Con todo y así las cosas, decidimos probar un ejemplar este
legendario vino que deleitaba a la aristocracia nacional hace doscientos años. Para ello no tuve que seleccionar demasiado, ya que encontré una única botella
entre mis existencias: un Bual (3)
elaborado y envasado por Antonio Eduardo
Enriques en la ciudad de Funchal,
capital y principal centro poblado de la isla. Como casi todos sus similares,
la etiqueta no presenta alusión cronológica alguna sobre cosecha o fraccionamiento (generalmente provienen de una mezcla de añadas), pero sí puedo aseverar con
certeza que lo adquirí en el año 1992 durante cierta estadía en Barcelona, más precisamente en una sucursal de las célebres tiendas El Corte Inglés. Por lo tanto, al momento de su apertura, la
botella levaba guardada poco más de 23 años. Otras referencias disponibles en
el envase eran los 19° de alcohol y el infaltable sello de garantía que
acredita su genuinidad.
La ocasión elegida fue la sobremesa de una cena familiar en
pleno invierno, y para extraer el corcho (pieza entera tradicional, sin el
tapón plástico adosado tan común en otros vinos licorosos) tomamos todas las
precauciones del caso teniendo en cuenta la antedicha longevidad.
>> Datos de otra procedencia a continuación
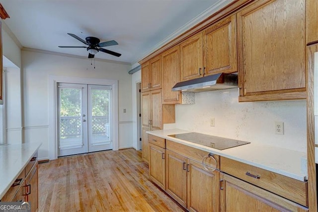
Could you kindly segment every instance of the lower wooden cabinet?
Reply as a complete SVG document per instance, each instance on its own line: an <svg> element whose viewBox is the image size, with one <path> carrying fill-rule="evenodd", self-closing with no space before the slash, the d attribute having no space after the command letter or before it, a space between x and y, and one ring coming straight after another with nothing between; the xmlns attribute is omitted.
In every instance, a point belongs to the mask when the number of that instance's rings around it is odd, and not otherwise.
<svg viewBox="0 0 318 212"><path fill-rule="evenodd" d="M186 156L166 150L166 192L189 211L219 212L220 173L188 158L193 150Z"/></svg>
<svg viewBox="0 0 318 212"><path fill-rule="evenodd" d="M150 179L165 190L165 149L149 144L149 175Z"/></svg>
<svg viewBox="0 0 318 212"><path fill-rule="evenodd" d="M187 208L187 158L166 150L166 192Z"/></svg>
<svg viewBox="0 0 318 212"><path fill-rule="evenodd" d="M188 210L220 211L220 172L208 171L202 163L190 159L188 159Z"/></svg>
<svg viewBox="0 0 318 212"><path fill-rule="evenodd" d="M221 174L221 212L305 212L308 209L230 175Z"/></svg>
<svg viewBox="0 0 318 212"><path fill-rule="evenodd" d="M31 204L31 212L36 212L38 202L38 165L33 166L25 179L27 202Z"/></svg>

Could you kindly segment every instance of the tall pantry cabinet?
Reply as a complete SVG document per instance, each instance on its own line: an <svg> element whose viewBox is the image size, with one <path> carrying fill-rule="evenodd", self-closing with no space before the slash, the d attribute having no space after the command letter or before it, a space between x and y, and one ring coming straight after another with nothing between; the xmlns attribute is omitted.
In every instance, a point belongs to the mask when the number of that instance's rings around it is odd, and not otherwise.
<svg viewBox="0 0 318 212"><path fill-rule="evenodd" d="M162 105L161 55L141 66L142 155L144 161L148 163L150 147L146 132L162 129L163 123L174 122L174 106Z"/></svg>

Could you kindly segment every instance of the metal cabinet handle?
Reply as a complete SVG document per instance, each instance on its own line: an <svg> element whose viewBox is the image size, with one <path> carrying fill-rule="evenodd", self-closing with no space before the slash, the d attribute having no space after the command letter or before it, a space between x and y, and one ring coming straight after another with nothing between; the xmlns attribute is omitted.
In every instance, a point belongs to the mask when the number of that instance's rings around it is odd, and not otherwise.
<svg viewBox="0 0 318 212"><path fill-rule="evenodd" d="M250 173L249 172L247 172L245 173L245 175L247 175L248 176L251 177L253 178L255 178L255 179L259 179L259 178L260 178L260 176L259 175L254 175L251 174L251 173Z"/></svg>
<svg viewBox="0 0 318 212"><path fill-rule="evenodd" d="M26 185L26 188L27 188L27 192L25 194L25 196L29 195L31 194L31 184L28 184Z"/></svg>
<svg viewBox="0 0 318 212"><path fill-rule="evenodd" d="M223 190L223 179L220 180L220 190Z"/></svg>
<svg viewBox="0 0 318 212"><path fill-rule="evenodd" d="M214 154L211 153L210 152L208 155L204 156L204 157L203 157L203 159L202 159L202 165L203 165L203 168L204 168L204 169L209 172L214 172L215 170L217 170L217 168L218 167L218 161L217 161L217 159L216 159L214 156ZM210 169L205 165L205 163L204 163L204 161L208 158L211 158L214 160L214 161L215 161L215 167L213 169Z"/></svg>
<svg viewBox="0 0 318 212"><path fill-rule="evenodd" d="M161 158L162 158L162 159L164 159L164 153L162 153L161 154Z"/></svg>
<svg viewBox="0 0 318 212"><path fill-rule="evenodd" d="M12 187L14 187L15 186L19 185L21 183L21 181L22 181L23 179L23 178L18 178L16 180L15 180L13 184L12 184Z"/></svg>

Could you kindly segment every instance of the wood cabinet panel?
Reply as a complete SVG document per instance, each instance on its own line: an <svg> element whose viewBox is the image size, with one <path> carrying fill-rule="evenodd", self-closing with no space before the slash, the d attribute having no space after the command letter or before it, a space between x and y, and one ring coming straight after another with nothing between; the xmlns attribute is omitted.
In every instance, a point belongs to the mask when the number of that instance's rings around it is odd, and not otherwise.
<svg viewBox="0 0 318 212"><path fill-rule="evenodd" d="M162 105L161 90L151 92L151 125L153 128L162 128ZM143 108L143 109L144 109Z"/></svg>
<svg viewBox="0 0 318 212"><path fill-rule="evenodd" d="M204 33L204 74L237 71L236 15L213 24Z"/></svg>
<svg viewBox="0 0 318 212"><path fill-rule="evenodd" d="M166 150L166 191L187 207L187 158Z"/></svg>
<svg viewBox="0 0 318 212"><path fill-rule="evenodd" d="M31 203L31 212L37 211L38 202L38 165L37 162L25 179L27 202Z"/></svg>
<svg viewBox="0 0 318 212"><path fill-rule="evenodd" d="M222 157L221 170L303 206L308 206L307 184L269 171ZM247 176L260 176L256 179Z"/></svg>
<svg viewBox="0 0 318 212"><path fill-rule="evenodd" d="M177 46L161 54L162 72L162 103L181 103L181 92L171 89L180 81L180 46Z"/></svg>
<svg viewBox="0 0 318 212"><path fill-rule="evenodd" d="M148 134L146 132L150 130L150 128L143 128L143 137L142 138L143 149L143 160L146 163L149 164L149 141L148 140Z"/></svg>
<svg viewBox="0 0 318 212"><path fill-rule="evenodd" d="M238 13L240 101L306 97L305 7L304 0L258 1Z"/></svg>
<svg viewBox="0 0 318 212"><path fill-rule="evenodd" d="M318 43L318 0L306 0L306 43Z"/></svg>
<svg viewBox="0 0 318 212"><path fill-rule="evenodd" d="M150 90L150 66L149 62L141 64L141 92Z"/></svg>
<svg viewBox="0 0 318 212"><path fill-rule="evenodd" d="M221 212L305 212L308 209L229 175L222 174Z"/></svg>
<svg viewBox="0 0 318 212"><path fill-rule="evenodd" d="M149 144L150 179L157 185L165 190L165 149Z"/></svg>
<svg viewBox="0 0 318 212"><path fill-rule="evenodd" d="M159 89L161 85L161 56L152 59L150 64L151 90Z"/></svg>
<svg viewBox="0 0 318 212"><path fill-rule="evenodd" d="M203 76L202 33L187 39L180 44L181 81Z"/></svg>
<svg viewBox="0 0 318 212"><path fill-rule="evenodd" d="M202 163L192 160L188 159L188 210L220 211L220 173L207 171Z"/></svg>
<svg viewBox="0 0 318 212"><path fill-rule="evenodd" d="M150 143L152 143L154 145L156 145L156 146L165 149L165 139L164 138L149 134L148 140Z"/></svg>

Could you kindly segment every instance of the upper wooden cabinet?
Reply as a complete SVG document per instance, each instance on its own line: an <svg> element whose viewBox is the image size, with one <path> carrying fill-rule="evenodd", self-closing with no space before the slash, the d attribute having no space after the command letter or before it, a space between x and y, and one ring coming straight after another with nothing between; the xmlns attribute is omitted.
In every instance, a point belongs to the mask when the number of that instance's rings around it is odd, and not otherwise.
<svg viewBox="0 0 318 212"><path fill-rule="evenodd" d="M235 15L222 19L204 31L205 75L237 71L236 33Z"/></svg>
<svg viewBox="0 0 318 212"><path fill-rule="evenodd" d="M141 64L141 91L150 90L150 66L149 61Z"/></svg>
<svg viewBox="0 0 318 212"><path fill-rule="evenodd" d="M172 47L161 54L162 72L162 103L175 104L181 103L181 92L171 89L180 82L180 46Z"/></svg>
<svg viewBox="0 0 318 212"><path fill-rule="evenodd" d="M181 81L203 76L202 40L202 33L199 33L180 44Z"/></svg>
<svg viewBox="0 0 318 212"><path fill-rule="evenodd" d="M142 92L161 88L160 55L142 64L141 70Z"/></svg>
<svg viewBox="0 0 318 212"><path fill-rule="evenodd" d="M305 99L305 2L256 1L238 14L240 102Z"/></svg>
<svg viewBox="0 0 318 212"><path fill-rule="evenodd" d="M318 43L318 1L306 0L306 43Z"/></svg>

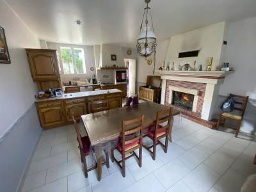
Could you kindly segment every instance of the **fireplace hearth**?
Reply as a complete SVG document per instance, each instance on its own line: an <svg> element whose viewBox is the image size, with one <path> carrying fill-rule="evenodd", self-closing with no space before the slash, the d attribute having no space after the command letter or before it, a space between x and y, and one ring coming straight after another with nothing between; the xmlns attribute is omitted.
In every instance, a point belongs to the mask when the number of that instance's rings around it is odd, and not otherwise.
<svg viewBox="0 0 256 192"><path fill-rule="evenodd" d="M177 107L192 111L194 95L180 92L173 92L172 104Z"/></svg>

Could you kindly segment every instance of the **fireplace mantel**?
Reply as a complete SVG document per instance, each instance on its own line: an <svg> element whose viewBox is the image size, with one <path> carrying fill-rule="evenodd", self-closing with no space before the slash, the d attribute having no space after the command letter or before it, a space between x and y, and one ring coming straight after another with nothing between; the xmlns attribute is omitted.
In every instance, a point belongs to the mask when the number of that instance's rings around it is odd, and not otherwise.
<svg viewBox="0 0 256 192"><path fill-rule="evenodd" d="M172 95L172 95L172 92L169 85L195 90L197 90L198 86L204 86L204 91L201 91L201 93L204 92L204 97L200 96L200 101L197 103L197 114L195 115L199 116L197 117L203 120L209 120L212 119L214 108L216 107L214 104L218 99L220 84L224 83L227 76L234 73L234 71L157 70L156 72L158 76L161 76L162 79L161 103L163 104L172 104L172 100L170 99Z"/></svg>
<svg viewBox="0 0 256 192"><path fill-rule="evenodd" d="M195 71L195 70L156 70L156 72L160 76L193 76L203 77L225 77L235 71Z"/></svg>

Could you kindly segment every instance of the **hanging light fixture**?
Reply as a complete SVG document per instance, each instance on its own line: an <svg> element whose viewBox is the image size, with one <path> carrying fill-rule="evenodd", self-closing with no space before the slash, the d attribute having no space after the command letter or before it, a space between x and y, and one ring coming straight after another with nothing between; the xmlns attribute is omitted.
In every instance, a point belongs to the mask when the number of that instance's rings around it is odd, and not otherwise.
<svg viewBox="0 0 256 192"><path fill-rule="evenodd" d="M147 59L147 58L151 56L153 53L155 53L156 37L154 31L150 8L148 7L148 3L150 2L150 0L145 0L145 2L147 3L147 6L144 8L144 13L140 25L140 35L137 39L136 47L138 53L141 56ZM148 20L149 16L150 17L151 26Z"/></svg>

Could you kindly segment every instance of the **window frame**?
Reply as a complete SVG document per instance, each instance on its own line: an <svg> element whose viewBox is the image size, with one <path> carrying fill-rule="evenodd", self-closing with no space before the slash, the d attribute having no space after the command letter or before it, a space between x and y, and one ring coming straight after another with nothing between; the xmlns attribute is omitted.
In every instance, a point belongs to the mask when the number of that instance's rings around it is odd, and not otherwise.
<svg viewBox="0 0 256 192"><path fill-rule="evenodd" d="M72 61L74 64L74 74L65 74L64 73L64 68L63 68L63 63L62 62L62 57L61 57L61 48L70 48L71 49L71 56L72 58ZM77 70L76 68L76 61L75 59L74 55L74 49L83 49L84 55L83 55L83 61L84 61L84 72L83 73L77 73ZM88 58L87 58L87 49L86 47L84 46L81 45L69 45L69 44L60 44L58 45L57 47L58 52L59 52L59 60L60 60L60 67L61 68L61 74L63 76L84 76L87 74L86 70L86 63L88 63ZM83 60L83 59L82 59Z"/></svg>

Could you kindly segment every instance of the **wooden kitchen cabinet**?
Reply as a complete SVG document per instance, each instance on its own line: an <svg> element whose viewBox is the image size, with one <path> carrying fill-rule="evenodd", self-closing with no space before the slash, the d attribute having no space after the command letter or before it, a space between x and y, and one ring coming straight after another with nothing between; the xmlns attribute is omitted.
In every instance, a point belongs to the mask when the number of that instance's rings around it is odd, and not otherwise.
<svg viewBox="0 0 256 192"><path fill-rule="evenodd" d="M41 126L45 129L62 125L66 122L62 102L49 102L37 105Z"/></svg>
<svg viewBox="0 0 256 192"><path fill-rule="evenodd" d="M73 113L77 120L80 120L81 115L86 114L86 105L84 99L68 100L65 101L65 103L67 122L73 122Z"/></svg>
<svg viewBox="0 0 256 192"><path fill-rule="evenodd" d="M101 84L101 89L104 90L110 90L110 89L118 89L122 91L122 97L126 97L127 95L127 84Z"/></svg>
<svg viewBox="0 0 256 192"><path fill-rule="evenodd" d="M140 86L139 97L146 100L160 103L161 77L148 76L147 85Z"/></svg>
<svg viewBox="0 0 256 192"><path fill-rule="evenodd" d="M56 50L26 49L34 81L58 81L60 70Z"/></svg>

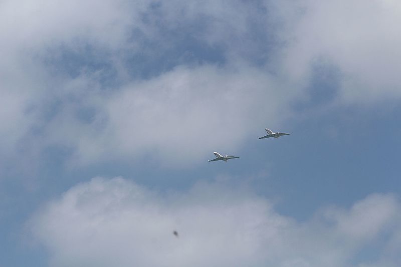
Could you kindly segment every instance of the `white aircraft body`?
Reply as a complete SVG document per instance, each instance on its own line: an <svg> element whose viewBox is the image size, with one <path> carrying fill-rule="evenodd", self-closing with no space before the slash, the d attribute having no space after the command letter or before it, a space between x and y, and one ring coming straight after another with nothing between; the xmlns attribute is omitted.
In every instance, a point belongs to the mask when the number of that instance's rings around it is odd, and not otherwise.
<svg viewBox="0 0 401 267"><path fill-rule="evenodd" d="M228 156L227 155L225 156L223 156L217 152L213 152L213 154L214 154L215 156L216 156L216 158L214 159L211 159L210 160L209 160L209 162L210 162L211 161L216 161L217 160L224 160L227 162L227 160L228 160L229 159L231 159L232 158L238 158L240 157L234 157L233 156Z"/></svg>
<svg viewBox="0 0 401 267"><path fill-rule="evenodd" d="M267 133L269 134L267 135L265 135L265 136L262 136L262 137L259 137L259 139L263 139L263 138L268 138L269 137L274 137L275 138L278 138L280 136L282 136L283 135L288 135L291 134L288 134L286 133L279 133L277 132L277 133L274 133L273 131L270 130L270 129L265 129L265 130L267 132Z"/></svg>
Al momento
del servicio en las copas mostró un color nada distinto al que esperábamos, descriptible como marrón intenso y opaco, no muy brillante. El aroma rebalsaba
los sentidos de todas las notas típicas en este tipo de brebajes nobles y dulces: frutas secas, compotas, mermelada, miel, cuero, torrefacción y un largo
etcétera. Pero lo más remarcable estaba dado por el gusto, moderadamente dulce
a la vez que dotado de una importante acidez, propia de las uvas que crecen en
terrenos volcánicos. Esta característica es quizás la principal “seña
particular” del Madiera y una de las que
ha construido su mítica fama al posibilitar la distribución mundial en la era de la navegación a vela, ya
que los vinos dulces de alto grado alcohólico y marcada acidez no se degradaban
durante los largos viajes en barco. Seguramente, también era ese el perfil buscado por los habitantes
de nuestro territorio que podían acceder a su cata, al igual que lo hicimos
nosotros en compañía de una torta de chocolate y un café espresso que resaltaron la silueta añeja
y evocadora de bodegas subterráneas, puertos y mares
Como conclusión, degustamos un viejo vino licoroso extranjero
de acreditada fama, y esto es, en definitiva,
lo mismo que se importaba en el siglo XIX. Por otra parte, es un hecho
que los ajetreos del periplo marítimo sufridos por los Madeiras antiguos
modificaban su sabor y aceleraban su evolución. ¿Habrá compensado esa
particularidad el añejamiento de 23 años en la botella, acercando lo que
probamos al sabor que tenía en el pasado? Quizás sí, o quizás no, pero lo bueno
es que seguimos en la misma búsqueda.
Notas:
(1) Tanto uno como otros pertenecen al grupo de los vinos encabezados o fortificados, que son aquellos a los que se les agrega alcohol
vínico en algún momento de su elaboración. La familiaridad se extiende a
numerosos elementos históricos en común,
como la misma época de esplendor, la
influencia británica en su propagación mundial o la relación tradicional de su
consumo con el aperitivo (para los tipos secos) o el postre (para los tipos
dulces). En el caso del Madeira y el Oporto (no así en el de Jerez) existe
además una condición de durabilidad que los ha vuelto, en muchos casos, productos más apreciados por su antigüedad que por cualquier otra cosa. Aún hoy
son frecuentes los remates de botellas antiguas que suelen superar holgadamente
el siglo de vida, especialmente en Londres y Nueva York.
(2) Hablamos de un consumo acotado a niveles socioeconómicos
más bien elevados. Si bien ningún vino importado resultaba barato en aquel
entonces, el Madeira fue siempre particularmente oneroso, y lo sigue siendo. El
principal motivo es su escasez crónica, ya que la producción tiene evidentes factores limitantes de orden
geográfico, y por eso resulta bastante menor que la de la mayoría de los vinos
famosos similares.
(3) Las cuatro categorías básicas del Madeira corresponden a
sendos cepajes y determinan tipos con
diferente grado de dulzor, color e intensidad de sabor. Del más seco al más
dulce, esas categorías son Sercial, Verdelho, Bual y Malmsey (que significa Malvasía).